Двадцать шестое июня, 2015
Служба, блин, служба…
Капитан, как мог, выпрямил спину, чтобы между обивкой кресла и позвоночником образовался зазор, и мокрая рубаха, наконец, отлипла от кожи. Хоть он и открыл дверку патрульной «Гранты» настежь, воздух оставался неподвижным, и поток тепла от раскалённой крыши вдавливал голову в плечи. С выпрямленной спиной писать было неудобно, и капитан обреченно откинулся назад.

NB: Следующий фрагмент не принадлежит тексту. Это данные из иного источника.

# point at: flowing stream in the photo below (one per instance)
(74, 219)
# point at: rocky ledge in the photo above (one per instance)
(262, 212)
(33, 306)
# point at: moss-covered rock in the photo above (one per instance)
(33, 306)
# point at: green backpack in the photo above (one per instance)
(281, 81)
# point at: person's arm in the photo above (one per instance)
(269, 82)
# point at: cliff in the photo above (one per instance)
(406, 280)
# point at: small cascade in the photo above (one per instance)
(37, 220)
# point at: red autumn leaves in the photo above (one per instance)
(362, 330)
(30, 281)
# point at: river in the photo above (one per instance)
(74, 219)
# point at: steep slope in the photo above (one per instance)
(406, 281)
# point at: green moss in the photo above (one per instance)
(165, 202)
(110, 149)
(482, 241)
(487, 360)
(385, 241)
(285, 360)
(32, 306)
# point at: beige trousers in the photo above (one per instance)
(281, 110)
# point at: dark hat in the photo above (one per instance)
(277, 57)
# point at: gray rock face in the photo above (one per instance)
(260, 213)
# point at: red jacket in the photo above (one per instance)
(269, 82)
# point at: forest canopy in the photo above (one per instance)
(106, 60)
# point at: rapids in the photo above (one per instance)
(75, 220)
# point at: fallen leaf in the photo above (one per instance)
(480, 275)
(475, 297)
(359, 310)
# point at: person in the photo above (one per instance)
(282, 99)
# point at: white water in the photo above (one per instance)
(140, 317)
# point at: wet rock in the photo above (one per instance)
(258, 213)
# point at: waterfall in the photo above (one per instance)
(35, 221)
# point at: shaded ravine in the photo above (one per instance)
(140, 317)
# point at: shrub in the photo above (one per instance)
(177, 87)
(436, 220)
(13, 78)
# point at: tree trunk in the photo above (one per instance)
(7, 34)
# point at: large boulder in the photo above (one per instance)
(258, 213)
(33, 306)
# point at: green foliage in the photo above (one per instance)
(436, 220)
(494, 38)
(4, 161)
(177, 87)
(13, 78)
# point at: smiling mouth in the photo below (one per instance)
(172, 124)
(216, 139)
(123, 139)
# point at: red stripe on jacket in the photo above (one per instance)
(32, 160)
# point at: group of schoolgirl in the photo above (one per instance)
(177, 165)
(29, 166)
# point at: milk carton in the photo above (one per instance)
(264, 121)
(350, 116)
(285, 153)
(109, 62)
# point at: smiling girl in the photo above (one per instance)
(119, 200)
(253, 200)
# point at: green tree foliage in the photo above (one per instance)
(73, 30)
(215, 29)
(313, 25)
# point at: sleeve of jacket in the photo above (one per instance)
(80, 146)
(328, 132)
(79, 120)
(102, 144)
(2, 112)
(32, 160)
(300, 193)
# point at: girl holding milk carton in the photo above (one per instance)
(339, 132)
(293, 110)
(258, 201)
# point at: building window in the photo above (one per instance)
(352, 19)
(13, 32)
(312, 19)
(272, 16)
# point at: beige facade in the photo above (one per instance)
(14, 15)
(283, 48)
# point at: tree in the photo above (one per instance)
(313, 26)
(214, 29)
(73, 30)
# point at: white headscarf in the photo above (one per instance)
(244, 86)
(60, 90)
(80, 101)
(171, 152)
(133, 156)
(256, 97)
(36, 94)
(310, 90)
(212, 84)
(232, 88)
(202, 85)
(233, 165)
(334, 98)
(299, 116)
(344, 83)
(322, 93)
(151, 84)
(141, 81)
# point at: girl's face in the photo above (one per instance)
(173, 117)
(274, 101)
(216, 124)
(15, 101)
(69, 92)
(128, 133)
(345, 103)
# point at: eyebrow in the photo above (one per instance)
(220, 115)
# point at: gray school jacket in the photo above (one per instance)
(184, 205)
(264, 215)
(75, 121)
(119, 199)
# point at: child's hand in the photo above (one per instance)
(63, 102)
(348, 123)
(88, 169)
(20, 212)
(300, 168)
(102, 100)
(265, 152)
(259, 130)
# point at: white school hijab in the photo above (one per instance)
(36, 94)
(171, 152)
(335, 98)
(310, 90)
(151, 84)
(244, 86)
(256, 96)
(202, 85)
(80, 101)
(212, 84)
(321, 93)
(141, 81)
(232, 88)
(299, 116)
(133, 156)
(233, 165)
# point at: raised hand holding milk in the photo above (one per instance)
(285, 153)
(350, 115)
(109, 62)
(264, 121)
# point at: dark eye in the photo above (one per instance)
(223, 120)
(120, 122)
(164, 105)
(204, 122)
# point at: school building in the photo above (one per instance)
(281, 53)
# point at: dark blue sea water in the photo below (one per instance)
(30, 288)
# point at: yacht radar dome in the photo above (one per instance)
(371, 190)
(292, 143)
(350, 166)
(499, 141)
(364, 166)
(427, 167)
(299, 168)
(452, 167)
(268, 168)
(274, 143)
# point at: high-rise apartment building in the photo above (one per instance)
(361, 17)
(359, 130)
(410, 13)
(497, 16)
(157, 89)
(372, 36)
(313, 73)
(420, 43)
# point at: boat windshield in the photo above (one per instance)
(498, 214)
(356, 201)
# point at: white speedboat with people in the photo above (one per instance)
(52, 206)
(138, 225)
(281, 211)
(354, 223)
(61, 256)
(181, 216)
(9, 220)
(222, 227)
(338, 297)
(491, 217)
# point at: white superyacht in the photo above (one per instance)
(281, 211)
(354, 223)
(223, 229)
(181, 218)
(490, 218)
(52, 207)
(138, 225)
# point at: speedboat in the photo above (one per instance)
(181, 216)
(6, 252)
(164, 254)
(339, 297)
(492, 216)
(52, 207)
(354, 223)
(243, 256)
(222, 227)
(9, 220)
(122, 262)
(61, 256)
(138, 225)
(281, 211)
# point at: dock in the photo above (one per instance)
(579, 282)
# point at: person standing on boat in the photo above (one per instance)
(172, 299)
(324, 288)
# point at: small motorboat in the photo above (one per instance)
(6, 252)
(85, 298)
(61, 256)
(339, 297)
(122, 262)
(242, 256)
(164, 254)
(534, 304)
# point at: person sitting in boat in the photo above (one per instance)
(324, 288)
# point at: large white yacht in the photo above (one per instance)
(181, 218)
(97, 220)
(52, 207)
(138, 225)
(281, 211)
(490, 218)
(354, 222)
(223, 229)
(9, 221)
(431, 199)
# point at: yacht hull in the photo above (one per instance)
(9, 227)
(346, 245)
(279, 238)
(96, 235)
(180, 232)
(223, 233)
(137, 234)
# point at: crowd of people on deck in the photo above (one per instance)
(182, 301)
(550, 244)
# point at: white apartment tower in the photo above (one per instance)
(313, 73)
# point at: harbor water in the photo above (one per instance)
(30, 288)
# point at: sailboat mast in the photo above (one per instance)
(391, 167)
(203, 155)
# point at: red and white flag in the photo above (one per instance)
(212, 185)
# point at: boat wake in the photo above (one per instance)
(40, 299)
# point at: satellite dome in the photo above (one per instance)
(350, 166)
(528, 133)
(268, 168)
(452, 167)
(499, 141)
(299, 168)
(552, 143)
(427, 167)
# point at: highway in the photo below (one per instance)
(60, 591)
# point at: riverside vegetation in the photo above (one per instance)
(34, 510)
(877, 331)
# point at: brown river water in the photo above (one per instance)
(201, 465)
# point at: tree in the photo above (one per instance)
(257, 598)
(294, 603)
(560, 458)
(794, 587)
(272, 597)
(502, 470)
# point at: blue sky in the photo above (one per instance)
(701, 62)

Жара стояла уже неделю, или даже больше… Когда они подъезжали, на севере, на горизонте, в мутном колышущемся мареве, темнела полоска облаков, и напарник, салага Мирошник, долго гнал пургу про то, что, мол, через пару часов пойдет дождь, и только бы не налетел шквал, а то, после сильной жары, дождь часто начинается со шквала. Как же… Следа не осталось от того лейтенантского облачка.
По третьей полосе, прижимаясь к двойной сплошной, медленно цедился чадящий транспортный поток, потому что, в тридцати метрах впереди, во второй полосе, неловко, наискосок, торчала длинная черная «бэха» – семерка, с наглыми, как у всех «бэх», номерами. Позади неё, уже в первой полосе, у края истертой колесами «зебры», лежало тело, укрытое застиранной простынёй, с большим бурым пятном на месте, где следовало бы быть голове… Из-под простыни торчали ноги – босая, с оттопыренным большим пальцем, и обутая – в сандалике, на тонкой, какой-то скрученной, подошве. На обочине, в уже длинной, но ещё по полуденному контрастной тени «Газели» с мигалкой, топтались медики, ожидавшие дальнейших указаний, а вокруг «бэхи» бродил Мирошник, и рисовал на планшетке схему ДТП. «Взрослеет салага, – вяло усмехнулся про себя капитан, – санитара припахал, чтобы конец рулетки держал… Ладно. Работа конечно не волк, но…».
– Гражданин Гусев, продолжайте, – голос у капитана был простуженный – сиплый и срывающийся при попытке говорить громче, – я записал с ваших слов, что сигнал светофора был желтый. На какой скорости шли?
В зеркало было видно, как бледный, перепуганный пацан на заднем сиденье, лет двадцати, с модным, прилизанным какой-то дрянью, смешным хохолком на темечке, беззвучно шевелит твердыми губами.
– Т-тридцать… – выдавил всё-таки пацан хриплым полушёпотом.